1. Blankets. My mom told me that she used to cover me with a blanket when I was a baby. I don’t do that with Logan because I am super afraid of suffocating him. When Logan was about four months old, I swaddled him tightly and put him in his bassinet asleep. At that time, we were trying sleep training and self-soothing so I didn’t go in there immediately when he woke up crying. After a couple minutes, I got this really uneasy feeling and decided just to peek in on him. To my horror, he wiggled out of his swaddle and got his blanket wrapped completely around his head.  Even now, at six months Logan doesn’t move his arms much.  Not to grab things, not to swat at things.  I put his straw hat over his face and watched what he would do.  He didn’t grab it and push it off his face.  Rather, he just turned his head to the side.  Swaddling is generally safe to do but because Logan is a super fussy baby with super strong baby legs, he can get out of any swaddle.  And because he doesn’t move his arm and hands deliberately yet, the risk is too high for Logan to sleep with any blanket, much less a loose blanket.

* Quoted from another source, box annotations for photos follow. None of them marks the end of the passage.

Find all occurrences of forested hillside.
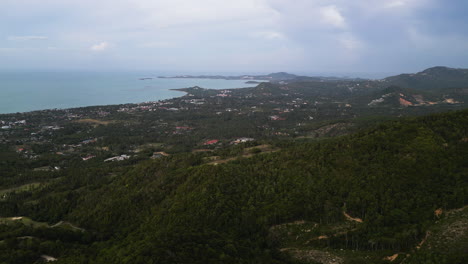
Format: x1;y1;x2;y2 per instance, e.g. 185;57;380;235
0;110;468;263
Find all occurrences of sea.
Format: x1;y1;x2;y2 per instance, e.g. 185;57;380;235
0;72;256;114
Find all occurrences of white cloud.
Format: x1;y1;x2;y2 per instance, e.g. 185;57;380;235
90;42;109;52
7;36;47;41
320;5;346;28
337;32;363;51
252;31;286;40
385;0;407;8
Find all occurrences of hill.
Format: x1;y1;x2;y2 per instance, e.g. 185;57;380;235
384;66;468;90
0;110;468;263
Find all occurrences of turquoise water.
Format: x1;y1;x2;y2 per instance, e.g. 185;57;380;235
0;72;255;113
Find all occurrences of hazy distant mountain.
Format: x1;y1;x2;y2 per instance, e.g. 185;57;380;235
384;66;468;90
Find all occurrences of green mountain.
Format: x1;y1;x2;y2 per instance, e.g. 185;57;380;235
0;110;468;264
383;66;468;90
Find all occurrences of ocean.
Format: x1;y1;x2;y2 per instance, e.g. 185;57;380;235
0;72;256;114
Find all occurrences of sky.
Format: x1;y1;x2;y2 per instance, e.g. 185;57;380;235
0;0;468;73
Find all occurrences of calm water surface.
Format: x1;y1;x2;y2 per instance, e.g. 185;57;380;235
0;72;255;113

2. Temperature.  There’s a lot to be said about this topic.  If you google the safest room temperature for infant, you’ll probably get 65 degrees or 65-70 degrees.  This is a lot cooler than I had expected but the take away is that you don’t want your baby to overheat.  You want to prevent deep sleep and problems with your baby’s ability to wake up.  I don’t know if this is true for all babies but Logan tends to run hot so I’m constantly having to cool him down.  I run cold so when I layer up, I need to remember that Logan probably doesn’t need as many layers.  Right now, it’s super hot here so it’s really hard to get the temperature down to 65-70 degrees at night when Logan goes to sleep.  We just cool the house down to about 78 degrees and make sure he’s not a sweaty mess when we put him in his crib.  The house cools during the night so we’re not too concern about him overheating.

3. Back sleeping.  I assumed everyone knows that it is safest to put babies to sleep on their backs but I’ve been proven wrong.  There is no conclusive reason why it’s better for babies to sleep on their backs but this website gives a pretty clear likely explanation.  Intuitively, it makes it easier for babies to breathe.  You also avoid rebreathing and carbon dioxide poisoning.  For us, I always put Logan down on his back (unless he’s sleeping on us).  But ever since he started rolling over, he would roll over onto his stomach almost immediately after we put him down.  Since I’m not going to tie him down on his back while he sleeps (or ever), or constantly roll him over hoping not to wake him up, we just opted to buy a baby breathing monitoring device.  We don’t completely rely on it.  We still check up on him regularly but this works for us.

4. Car seat.  I’m pretty sure almost everyone knows the importance of infant car seats right?  We don’t want baby projectiles in the event of an accident, to put it bluntly.  My mom told me that she didn’t put my youngest sister in a car seat when she was a baby.  Yes, the horror but my sister is alive and well.  My neighbor who is maybe in her 50s, told me that when she was young, baby car seats were not required by law.  So educate your parents (or anyone as a matter of fact) and make sure they know the danger of not using a car seat if they are taking care of your babies.  Confession time.  When Logan was a couple months old and needed to be fed, I thought I can nurse him in the car while KT drove us home.  FOR A SPLIT SECOND ONLY.  Then I realized the error in that thought and was so shocked with myself.  I blame it on post pregnancy brain fart.  Please don’t hold it against me.

There are many more baby safety issues but I think this is a good start to get the discussions going.  Whatever we decide to do with our babies, I think we should all be knowledgeable and be hyper vigilant.  Be safe everyone!